Once upon a time, there was a young nerd from the Midwest, who loved Matter-Eater Lad and the McKenzie Brothers... If pop culture were a maze, Matthew would be the Minotaur at its center. Were it a mall, he'd be the Food Court. Were it a parking lot, he’d be the distant Cart Corral where the weird kids gather to smoke, but that’s not important right now... Matthew enjoys body surfing (so long as the bodies are fresh), writing in the third person, and dark-eyed women. Amongst his weaponry are such diverse elements as: Fear! Surprise! Ruthless efficiency! An almost fanatical devotion to pop culture! And a nice red uniform.


  1. The scion of a dying alien race is raised on Earth, becoming it’s greatest hero. He can fly, has super strength and nigh invulnerable.

    Dragonball Z – I’ve heard the anime was so drawn out due to it sticking very close to the manga, which took much longer to produce.
    Superman – Superman Earth One
    Invincible – Wait, alien and half alien son that get stronger after getting the crap beat out of them? Haven’t I seen that somewhere…

  2. People still watch wrestling, and that’s about as shopworn and cliched as you can get. I haven’t enjoyed wrestling since the early days of Hulkamania when I was like 8-years-old and had some Hulk Hogan/Macho Man Randy Savage/Ivan The Iron Sheik/Rowdy Roddy Piper/Sting (still with a scorpion painted on his chest)/Tatanka/Jake the Snake Roberts/Junkyard Dog/etc. They were more fun to watch because I was a small child and thought it was real and because they had their own cartoon and they were distinguishable characters unlike many of the guys in the World Wildlife Foundation these days. The Rock was about the last really charismatic “character” that transcended the WWE and took America by storm. I know John Cena’s been doing a lot of movies and things too, but he just looks like the G.I. Joe Duke, so that fits some roles, like 12 Rounds and the Marine.

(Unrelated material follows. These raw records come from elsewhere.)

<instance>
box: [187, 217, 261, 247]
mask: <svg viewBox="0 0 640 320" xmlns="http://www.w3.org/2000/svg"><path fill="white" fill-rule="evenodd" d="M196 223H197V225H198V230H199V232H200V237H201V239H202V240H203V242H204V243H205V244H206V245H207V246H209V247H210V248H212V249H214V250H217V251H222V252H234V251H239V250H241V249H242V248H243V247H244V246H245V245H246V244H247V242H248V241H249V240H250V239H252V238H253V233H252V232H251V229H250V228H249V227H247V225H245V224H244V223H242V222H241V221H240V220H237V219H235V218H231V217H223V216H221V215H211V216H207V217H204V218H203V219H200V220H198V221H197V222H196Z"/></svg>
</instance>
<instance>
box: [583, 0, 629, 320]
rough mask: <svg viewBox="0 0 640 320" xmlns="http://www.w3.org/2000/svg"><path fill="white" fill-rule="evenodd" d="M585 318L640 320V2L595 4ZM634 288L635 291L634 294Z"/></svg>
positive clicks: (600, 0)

    With my general distaste for all things wrestling, I still found moments in this issue enjoyable. I love the movie Ready to Rumble with David Arquette, Oliver Platt and Scott Caan, I like the more comedic take on wrestling I guess. “I’ll tell you why, pal! This is the United States of Planet Earth, not some sniveling, back-water planet full of Reese’s Pieces-eating Peaceniks! And REAL wrasslin’ fans NEVER back down from a fight!”